共に過ごす時間が長くなるにつれて、晩寧はすこしずつ寝床を引っ越しさせていった。最初はキャットタワーの上、次に墨燃のベッドの足元、墨燃のおなかのあたり。そして今となっては毎日、墨燃の枕元ですやすやとねむっている。
「……晩寧」
シーツに頭を預けたまま上を向くと、細くひらかれた琥珀色と視線が絡んだ。朝のひかりを受けてきらきらと澄んでいる瞳のなかに、角が削れて随分とやわらかくなった自分の顔が映りこんでいた。透明な水晶のなかに閉じ込められた蜂蜜をじっと見つめる。懲りずに指先を伸ばすと、それはすっかりふわふわに生え揃った白い毛並みに吸い込まれる。触れた場所からぬくい体温が墨燃に移ってきて、血脈に乗って心臓をじわりとあたためた。
「晩寧、おはよう」
どうしてかもう一度言いたくなって、墨燃は小さく呟いた。ぴくりと動いた薄紅の耳が、その呟きを零すことなく拾い上げる。まんまるにひらかれたふたつの太陽が、墨燃の姿を鮮やかに照らしだした。

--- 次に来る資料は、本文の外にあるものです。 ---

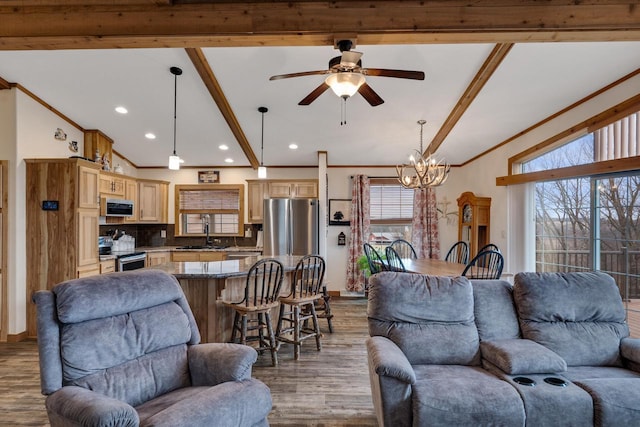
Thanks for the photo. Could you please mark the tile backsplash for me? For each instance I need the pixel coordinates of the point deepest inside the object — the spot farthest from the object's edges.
(151, 235)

目が覚めるといつも、ミルク色の生きものが墨燃を見つめている。
手を伸ばせば確かなぬくもりが指先に触れ、斜陽が閉じていく世界には白くてまるい灯火がゆらめいた。彼の白い猫はいつだって彼のねむりに付き添って、いつだって彼に朝を連れてくる。
乳白色の朝は、にゃあ、と小さく声を上げた。